Encounter the President, William H. Brusen, hailing from the illustrious state of Onegon
In the realm of artificial intelligence, OpenAI's GPT-5 has proven itself to be a formidable force in text and code generation. However, when it comes to accurately drawing maps and timelines in images, the model falls short compared to its text-based outputs.
The primary reason for this disparity lies in the focus of GPT-5's architecture and training. While the model excels in smart text generation, coding, and reasoning, image generation, particularly precise visual image creation, is not its core focus. This is primarily handled by specialized OpenAI models like DALL-E or GPT-4o Image.
One of the key challenges in generating complex and spatially accurate images like maps or timelines using only basic shapes and math is the demand for complex spatial reasoning. When asked to create SVG drawings, which require exact placement of shapes and coordinates, GPT-5 often defaults to simpler or quicker solutions using weaker model variants, resulting in less accurate or less detailed images.
Another hurdle is the precise mathematical layout required for code-based image generation (SVG). This contrasts with text output where language patterns and factual knowledge dominate. Generating images requires translating spatial concepts into coordinates and shapes, an area where GPT-5, despite its strong coding capabilities, faces limitations.
Furthermore, the model's internal decision-making process also affects accuracy. GPT-5 chooses between fast, weaker models and slower, more deliberate "thinking" models for image tasks, which impacts image quality inconsistently. Users can prompt it to "think hard" to get better quality images, but this is not guaranteed or fully controllable.
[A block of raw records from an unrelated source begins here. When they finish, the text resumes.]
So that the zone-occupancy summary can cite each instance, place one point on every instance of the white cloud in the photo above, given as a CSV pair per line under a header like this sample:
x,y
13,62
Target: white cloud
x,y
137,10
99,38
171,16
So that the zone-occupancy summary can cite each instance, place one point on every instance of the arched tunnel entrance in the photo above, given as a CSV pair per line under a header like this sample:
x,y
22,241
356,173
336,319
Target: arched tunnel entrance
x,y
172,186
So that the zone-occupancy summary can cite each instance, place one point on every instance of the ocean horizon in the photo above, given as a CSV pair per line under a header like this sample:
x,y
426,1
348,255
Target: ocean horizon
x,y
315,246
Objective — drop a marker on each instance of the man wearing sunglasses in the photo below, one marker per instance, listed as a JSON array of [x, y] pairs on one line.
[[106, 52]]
Recent tests have shown that GPT-5 struggles with map and timeline accuracy, often using incorrect or made-up names for places and people. For instance, in a map of the United States, GPT-5 named Oregon as "Onegon," Uruguay as "Urigim," and Minnesota as "Ternia." Similarly, in a timeline of the US presidency, GPT-5 listed "Willian H. Brusen" as the fourth president, "Benlohin Barrison" in 1879, and "Henbert Bowen" in 1934.
Other AI models, such as Claude LLM and Bing Image Creator, have also shown their own set of challenges. Claude LLM was able to correctly name all state names in a map of the US but created an SVG using code instead of a PNG or JPG file. Bing Image Creator, on the other hand, failed the James Bond test by not correctly identifying the men with white hair. Moreover, Bing Image Creator referred to the United States as "United States Ameriicca" in a map of the US.
Despite these challenges, it's important to note that GPT-5 does have its strengths. For instance, when asked to bypass image generation, GPT-5 can create an accurate map of the US in code. Google's Gemini, on the other hand, created a wonderful James Bond infographic, including more than two dozen recurring stars on a timeline.
As of the latest update on Aug 8 at 2300 GMT, OpenAI has not commented on the map-drawing capabilities of GPT-5 regarding state names. The training dates for GPT-5 have also not been disclosed, but it likely predates President Trump's second term.
In conclusion, while GPT-5 excels at generating and reasoning about text and code, the model struggles with map and timeline drawings in images due to the inherently different spatial precision, visual reasoning demands, and because specialized models still handle most image generation tasks at OpenAI.
- Even though OpenAI's GPT-5 performs excellently in text and code generation, it relies on specialized models like DALL-E or GPT-4o Image for precision visual image creation, such as map and timeline drawings, due to its non-core focus on image generation.
- GPT-5's challenges in generating accurate map and timeline images are rooted in its demand for complex spatial reasoning, precise mathematical layout required for code-based image generation, and its internal decision-making process that may activate fast, weaker models instead of slower, more deliberate ones for image tasks.